Cancer cells can evade immune elimination by activating immunosuppressive signaling pathways in the tumor microenvironment (TME). Targeting immunosuppressive signaling pathways to promote antitumor ...immunity has become an attractive strategy for cancer therapy. Aurora-A is a well-known oncoprotein that plays a critical role in tumor progression, and its inhibition is considered a promising strategy for treating cancers. However, targeting Aurora-A has not yet got a breakthrough in clinical trials. Recent reports have indicated that inhibition of oncoproteins may reduce antitumor immunity, but the role of tumor-intrinsic Aurora-A in regulating antitumor immunity remains unclear.

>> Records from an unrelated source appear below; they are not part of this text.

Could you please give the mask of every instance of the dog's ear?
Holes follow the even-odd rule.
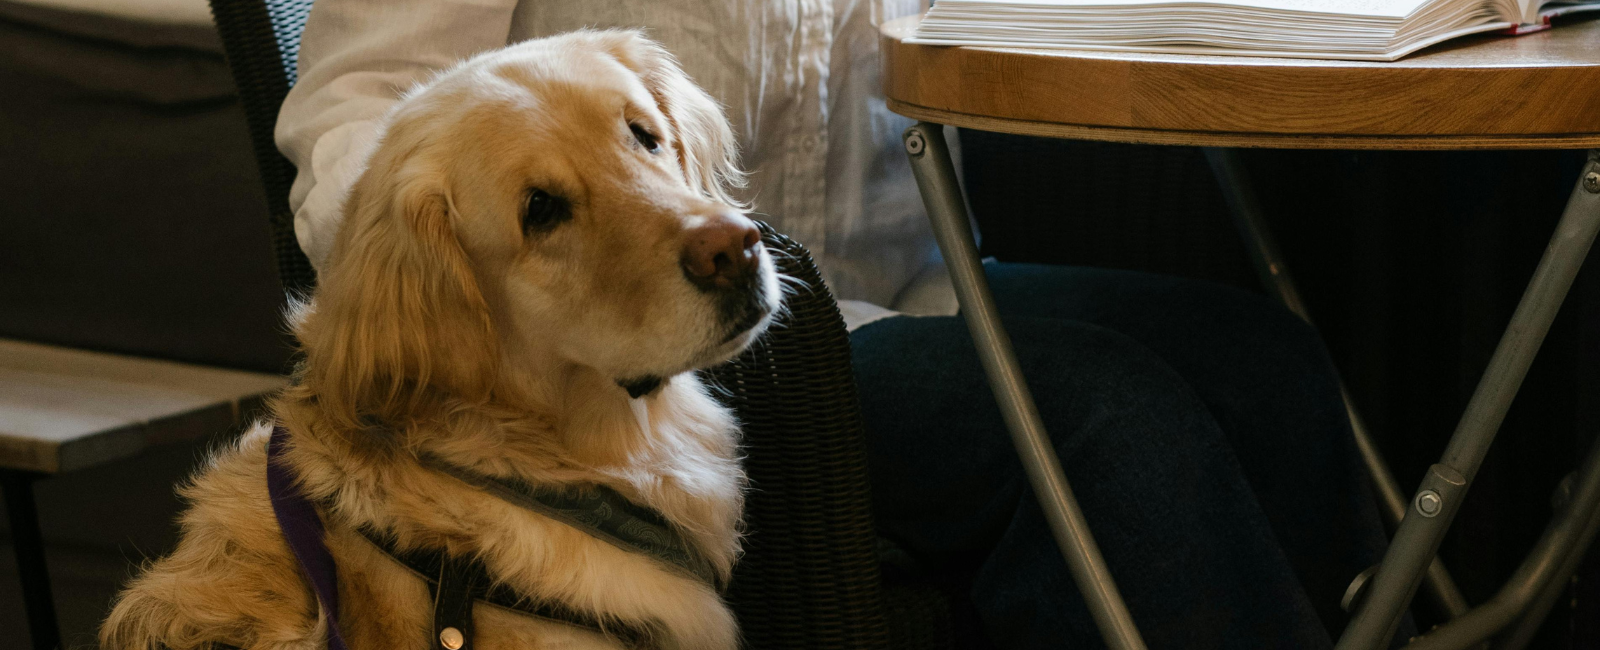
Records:
[[[742,206],[733,192],[745,185],[738,141],[722,105],[678,67],[666,48],[637,31],[606,34],[617,60],[639,75],[672,129],[678,163],[689,185],[706,198]]]
[[[400,149],[380,148],[352,190],[297,331],[306,381],[324,412],[352,426],[403,418],[441,392],[486,398],[495,376],[494,327],[444,174]]]

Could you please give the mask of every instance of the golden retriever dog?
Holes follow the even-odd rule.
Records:
[[[274,519],[274,424],[326,524],[352,650],[432,647],[426,583],[358,531],[475,557],[530,599],[732,649],[717,589],[511,505],[423,454],[658,511],[722,582],[739,554],[738,430],[693,372],[780,303],[721,108],[657,44],[583,31],[485,53],[408,93],[352,188],[295,384],[182,489],[182,538],[118,597],[104,650],[326,647]],[[632,397],[633,393],[643,393]],[[616,637],[479,604],[474,647]]]

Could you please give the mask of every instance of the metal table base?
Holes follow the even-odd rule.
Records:
[[[1028,480],[1067,560],[1067,567],[1106,645],[1116,650],[1143,648],[1144,641],[1072,496],[1017,364],[1010,338],[1000,324],[994,298],[978,261],[966,202],[950,160],[943,127],[919,122],[906,130],[905,146],[927,207],[928,220],[950,269],[962,314],[977,344],[990,387],[1022,458]],[[1236,160],[1226,150],[1214,150],[1208,155],[1219,180],[1223,181],[1242,233],[1255,244],[1252,253],[1258,258],[1263,279],[1291,310],[1304,317],[1299,296],[1283,269]],[[1424,577],[1429,578],[1430,592],[1441,608],[1456,618],[1417,639],[1412,644],[1417,648],[1468,648],[1502,631],[1505,631],[1504,647],[1520,648],[1518,644],[1526,644],[1550,605],[1559,597],[1561,583],[1576,569],[1583,549],[1594,538],[1596,528],[1600,528],[1600,441],[1595,443],[1594,451],[1573,476],[1570,497],[1552,518],[1544,537],[1511,581],[1489,603],[1463,612],[1465,601],[1435,559],[1435,553],[1597,230],[1600,230],[1600,151],[1590,152],[1550,246],[1451,438],[1444,459],[1429,469],[1412,499],[1402,502],[1404,514],[1383,562],[1376,567],[1370,580],[1358,586],[1359,593],[1352,594],[1355,616],[1339,639],[1339,650],[1388,647],[1389,639]],[[1376,447],[1359,424],[1359,416],[1353,410],[1351,414],[1357,427],[1358,446],[1368,466],[1377,470],[1374,477],[1385,500],[1380,505],[1393,515],[1394,502],[1399,495],[1398,483],[1377,456]]]
[[[1244,165],[1239,162],[1238,152],[1212,147],[1205,149],[1205,155],[1206,162],[1211,165],[1212,175],[1222,186],[1222,195],[1228,202],[1228,210],[1233,213],[1239,237],[1248,245],[1250,260],[1261,277],[1261,286],[1286,309],[1306,322],[1312,322],[1305,301],[1300,299],[1300,290],[1295,287],[1294,278],[1289,274],[1283,253],[1278,250],[1277,238],[1267,227],[1266,213],[1261,209],[1255,186],[1245,173]],[[1340,382],[1339,389],[1344,396],[1345,412],[1350,416],[1350,431],[1355,437],[1356,449],[1361,454],[1362,464],[1372,476],[1374,492],[1378,497],[1378,512],[1385,524],[1391,529],[1396,528],[1400,520],[1405,518],[1405,493],[1400,489],[1400,482],[1395,480],[1394,472],[1389,470],[1389,464],[1384,462],[1383,454],[1378,451],[1377,443],[1367,430],[1366,420],[1350,401],[1350,391],[1345,389],[1343,382]],[[1358,582],[1351,584],[1350,591],[1345,594],[1347,611],[1353,608],[1369,578],[1359,577]],[[1450,572],[1438,558],[1428,565],[1423,586],[1426,587],[1429,600],[1443,615],[1442,618],[1453,619],[1467,612],[1467,599],[1461,595],[1455,579],[1450,577]]]
[[[945,145],[944,127],[919,122],[906,131],[905,144],[906,153],[911,156],[911,171],[917,177],[917,187],[928,208],[928,220],[933,223],[933,235],[950,269],[956,298],[961,301],[961,313],[966,316],[967,327],[977,343],[978,358],[989,375],[989,386],[994,390],[1011,440],[1022,457],[1028,482],[1039,497],[1039,505],[1044,508],[1045,519],[1050,522],[1050,531],[1055,534],[1061,553],[1066,556],[1067,568],[1072,571],[1078,590],[1083,592],[1084,603],[1094,615],[1095,624],[1100,626],[1106,646],[1112,650],[1142,650],[1144,639],[1140,638],[1122,595],[1117,593],[1117,583],[1112,580],[1105,558],[1089,533],[1089,524],[1083,519],[1083,511],[1072,496],[1072,488],[1061,471],[1061,461],[1056,458],[1055,447],[1050,445],[1050,437],[1045,434],[1044,422],[1034,407],[1022,369],[1017,366],[1011,337],[1000,325],[989,281],[984,278],[983,266],[978,262],[978,246],[972,238],[966,201],[961,198],[955,166],[950,162],[950,150]]]

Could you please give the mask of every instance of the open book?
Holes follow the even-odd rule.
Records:
[[[913,43],[1393,61],[1600,0],[938,0]]]

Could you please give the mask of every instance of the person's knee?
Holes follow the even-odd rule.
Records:
[[[1121,463],[1219,443],[1193,388],[1138,341],[1089,323],[1006,322],[1041,417],[1063,427],[1052,431],[1062,456]]]
[[[1203,280],[1038,264],[986,267],[1002,311],[1070,318],[1125,334],[1177,367],[1296,382],[1330,376],[1315,328],[1277,301]]]
[[[1005,324],[1085,508],[1136,507],[1151,493],[1240,491],[1228,482],[1236,461],[1207,407],[1151,350],[1086,323]],[[888,319],[855,332],[852,345],[880,514],[944,522],[952,512],[1003,513],[1019,498],[1016,451],[959,319]]]
[[[1093,442],[1101,431],[1119,430],[1132,441],[1207,426],[1205,406],[1183,377],[1133,338],[1061,319],[1010,317],[1004,323],[1035,404],[1055,425],[1060,452]],[[1003,431],[999,406],[960,319],[886,319],[857,330],[851,343],[869,430],[912,425]],[[1072,431],[1083,433],[1074,437]],[[926,430],[921,435],[940,437]]]

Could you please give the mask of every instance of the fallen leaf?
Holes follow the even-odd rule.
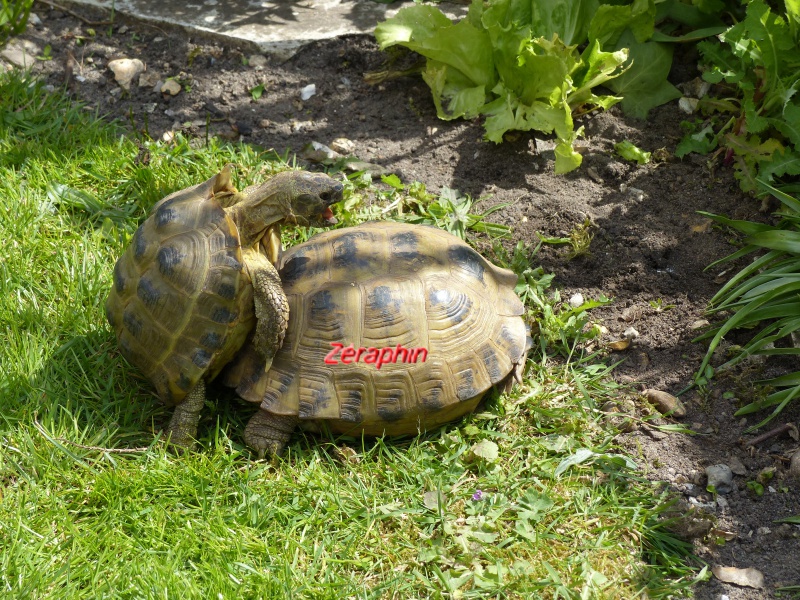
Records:
[[[699,225],[692,225],[692,233],[706,233],[711,227],[711,219],[703,219]]]
[[[425,508],[439,510],[440,506],[444,506],[444,494],[440,490],[425,492],[422,495],[422,503]]]
[[[672,394],[662,392],[661,390],[647,389],[642,392],[642,395],[653,404],[662,415],[670,415],[673,417],[685,417],[686,407],[679,398]]]
[[[500,449],[491,440],[483,440],[474,444],[470,448],[470,455],[473,459],[484,460],[486,462],[496,462],[500,457]]]
[[[734,531],[725,531],[724,529],[712,529],[710,533],[711,537],[715,538],[722,538],[726,542],[730,542],[736,539],[736,532]]]
[[[358,452],[356,452],[350,446],[334,446],[333,454],[343,463],[357,465],[361,462],[361,457],[358,455]]]
[[[617,340],[615,342],[609,342],[608,347],[615,352],[619,352],[621,350],[626,350],[628,346],[631,345],[631,341],[629,339],[626,340]]]

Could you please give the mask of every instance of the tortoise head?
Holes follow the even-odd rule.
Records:
[[[250,245],[276,224],[326,227],[336,223],[331,204],[342,200],[344,186],[324,173],[286,171],[244,189],[230,207],[242,245]]]

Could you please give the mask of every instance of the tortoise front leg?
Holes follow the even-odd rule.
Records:
[[[253,282],[253,303],[256,313],[256,330],[253,346],[264,359],[264,370],[272,365],[275,353],[283,345],[289,326],[289,301],[283,291],[277,269],[266,257],[255,251],[244,255]]]
[[[258,458],[264,458],[267,454],[280,456],[298,421],[294,415],[274,415],[259,410],[244,428],[244,441],[258,452]]]
[[[201,379],[186,398],[175,407],[167,426],[167,439],[176,448],[189,449],[197,437],[200,412],[206,402],[206,384]]]

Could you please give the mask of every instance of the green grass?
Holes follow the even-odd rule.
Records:
[[[421,438],[298,434],[257,462],[253,408],[222,393],[198,450],[170,454],[168,413],[105,323],[114,260],[166,193],[227,162],[240,183],[286,165],[137,142],[19,75],[0,119],[3,598],[665,598],[698,576],[595,409],[624,391],[547,349],[513,394]],[[348,186],[348,222],[370,190]],[[542,340],[582,329],[521,249],[508,260]]]

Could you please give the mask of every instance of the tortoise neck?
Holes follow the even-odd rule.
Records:
[[[291,214],[288,194],[271,181],[245,188],[241,196],[242,199],[227,210],[239,229],[242,246],[252,246],[267,229]]]

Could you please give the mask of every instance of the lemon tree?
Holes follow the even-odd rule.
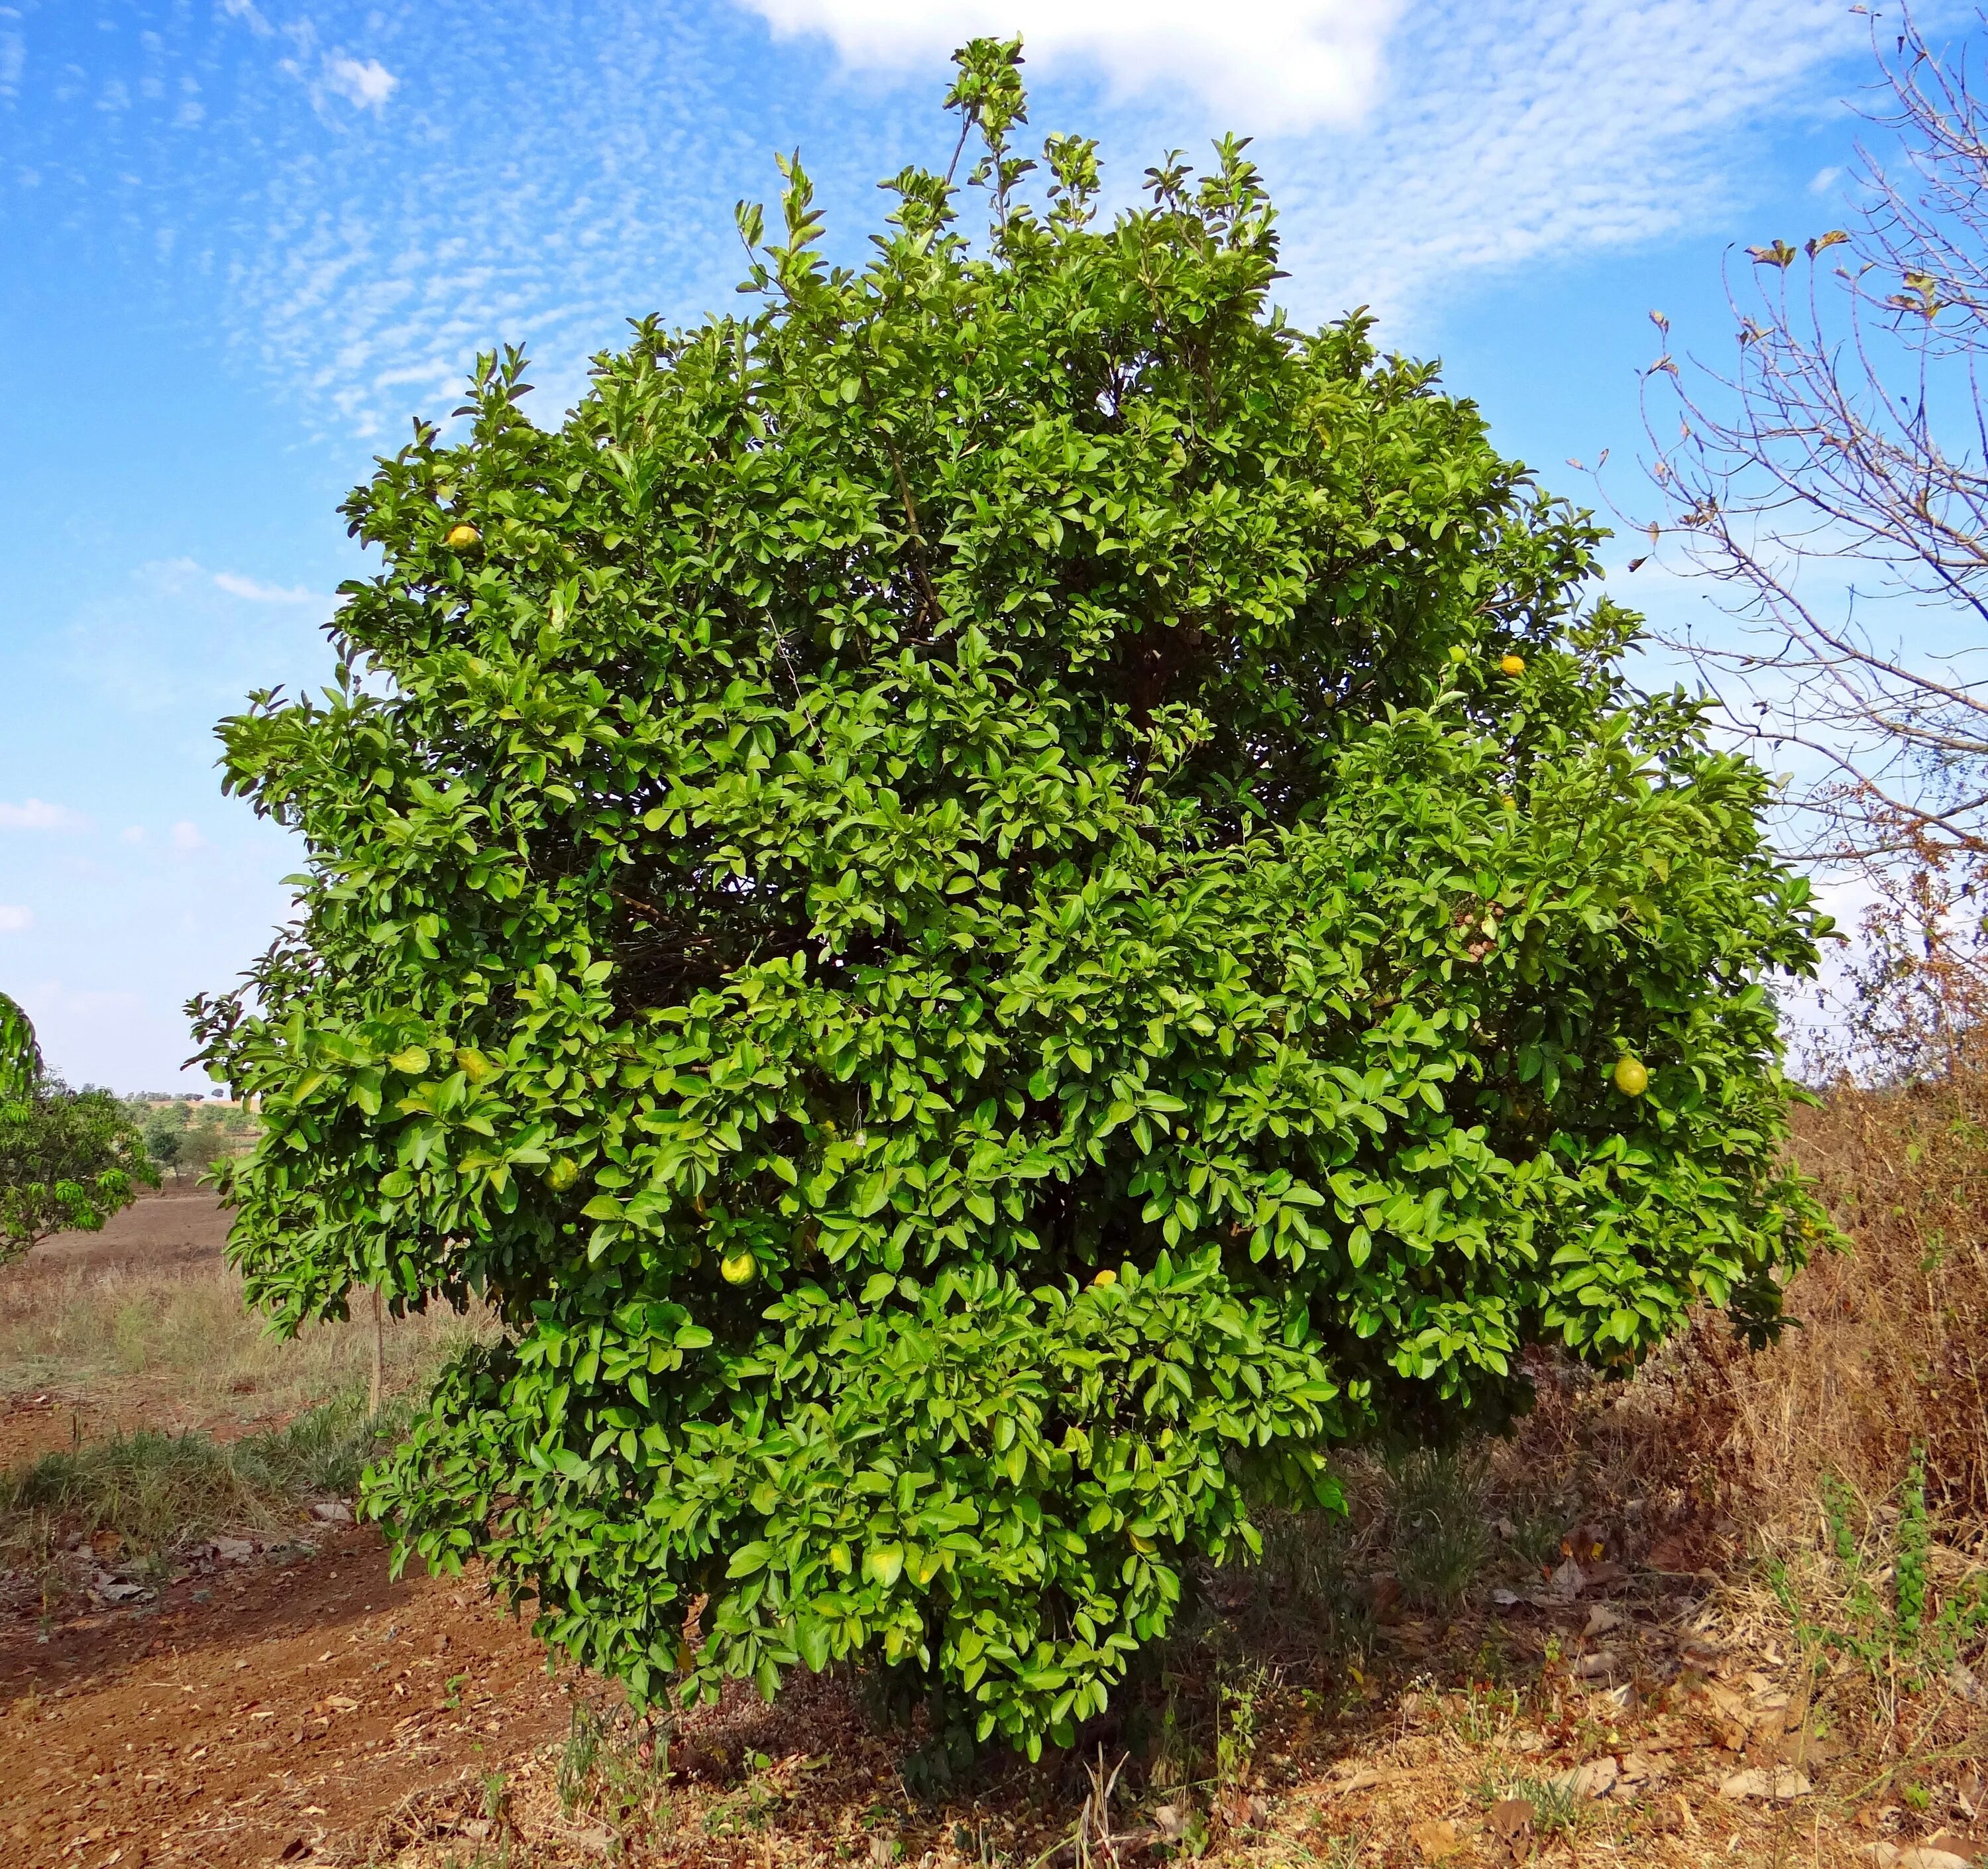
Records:
[[[258,1302],[502,1318],[404,1554],[638,1696],[857,1660],[1033,1752],[1335,1446],[1771,1332],[1824,924],[1586,516],[1272,308],[1244,147],[1107,224],[1019,63],[864,265],[789,161],[737,315],[380,462],[336,684],[224,726],[298,918],[195,1014]]]

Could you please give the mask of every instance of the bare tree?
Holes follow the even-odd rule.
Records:
[[[1735,361],[1659,358],[1645,416],[1671,529],[1743,626],[1687,646],[1735,724],[1822,770],[1797,799],[1812,853],[1971,871],[1988,856],[1988,106],[1966,46],[1935,50],[1909,15],[1881,31],[1848,225],[1749,248],[1744,288],[1728,280]]]
[[[1725,368],[1666,354],[1644,415],[1668,527],[1736,631],[1673,646],[1728,722],[1806,750],[1804,853],[1876,906],[1831,1068],[1988,1055],[1988,103],[1973,43],[1872,21],[1847,225],[1729,269]],[[1652,313],[1666,340],[1667,321]]]

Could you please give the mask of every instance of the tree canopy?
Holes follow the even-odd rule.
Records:
[[[0,1102],[0,1265],[58,1233],[95,1233],[157,1171],[122,1101],[37,1071]]]
[[[258,1302],[502,1317],[403,1550],[638,1695],[862,1657],[1033,1752],[1335,1444],[1772,1330],[1824,924],[1589,520],[1272,308],[1245,145],[1100,224],[1019,63],[984,243],[908,169],[832,267],[783,162],[756,304],[379,463],[336,685],[223,729],[299,917],[196,1014]]]

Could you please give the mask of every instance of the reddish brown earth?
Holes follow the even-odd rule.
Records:
[[[46,1640],[34,1619],[11,1621],[0,1864],[363,1862],[410,1793],[563,1733],[566,1691],[473,1586],[390,1583],[370,1529],[92,1610]]]
[[[142,1265],[148,1271],[165,1271],[213,1263],[227,1239],[228,1215],[208,1190],[169,1183],[112,1214],[100,1233],[65,1233],[44,1241],[22,1265],[24,1270]]]
[[[226,1231],[211,1194],[168,1190],[10,1275],[194,1272]],[[239,1431],[157,1387],[0,1397],[0,1466],[113,1428]],[[380,1826],[409,1794],[565,1732],[544,1651],[478,1586],[390,1582],[370,1529],[296,1535],[150,1601],[45,1618],[32,1588],[0,1590],[0,1869],[363,1863],[392,1854]]]
[[[205,1188],[168,1184],[123,1212],[100,1233],[66,1233],[44,1241],[8,1268],[20,1281],[71,1272],[143,1271],[148,1275],[205,1271],[221,1263],[228,1215]],[[83,1393],[60,1385],[0,1393],[0,1468],[18,1466],[69,1446],[79,1438],[120,1429],[198,1427],[221,1439],[241,1431],[238,1420],[191,1408],[167,1383],[136,1379],[114,1395]]]

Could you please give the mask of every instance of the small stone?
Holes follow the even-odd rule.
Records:
[[[1581,1634],[1591,1640],[1598,1635],[1606,1635],[1611,1629],[1622,1626],[1622,1612],[1605,1603],[1598,1603],[1587,1612],[1587,1627]]]
[[[1500,1798],[1491,1806],[1491,1833],[1515,1847],[1533,1833],[1533,1807],[1523,1798]]]
[[[1936,1850],[1930,1844],[1921,1844],[1916,1849],[1901,1850],[1893,1864],[1893,1869],[1973,1869],[1964,1856],[1956,1856],[1951,1850]]]
[[[320,1525],[350,1525],[352,1508],[343,1499],[316,1499],[311,1502],[311,1516]]]
[[[1598,1648],[1591,1655],[1583,1655],[1574,1664],[1574,1673],[1583,1681],[1594,1681],[1615,1671],[1615,1651],[1612,1648]]]

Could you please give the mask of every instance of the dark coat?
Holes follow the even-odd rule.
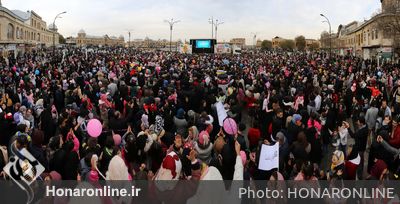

In this study, we demonstrated that in tumors with high lymphocyte infiltration (hot tumors), higher tumor-intrinsic Aurora-A expression is associated with a better prognosis in CRC patients. Mechanically, tumor-intrinsic Aurora-A promotes the cytotoxic activity of CD8
T cells in immune hot CRC via negatively regulating interleukin-16 (IL-16), and the upregulation of IL-16 may impair the therapeutic effect of Aurora-A inhibition. Consequently, combination treatment with IL-16 neutralization improves the therapeutic response to Aurora-A inhibitors in immune hot CRC tumors. Our study provides evidence that tumor-intrinsic Aurora-A contributes to anti-tumor immunity depending on the status of lymphocyte infiltration, highlighting the importance of considering this aspect in cancer therapy targeting Aurora-A. Importantly, our results suggest that combining Aurora-A inhibitors with IL-16-neutralizing antibodies may represent a novel and effective approach for cancer therapy, particularly in tumors with high levels of lymphocyte infiltration.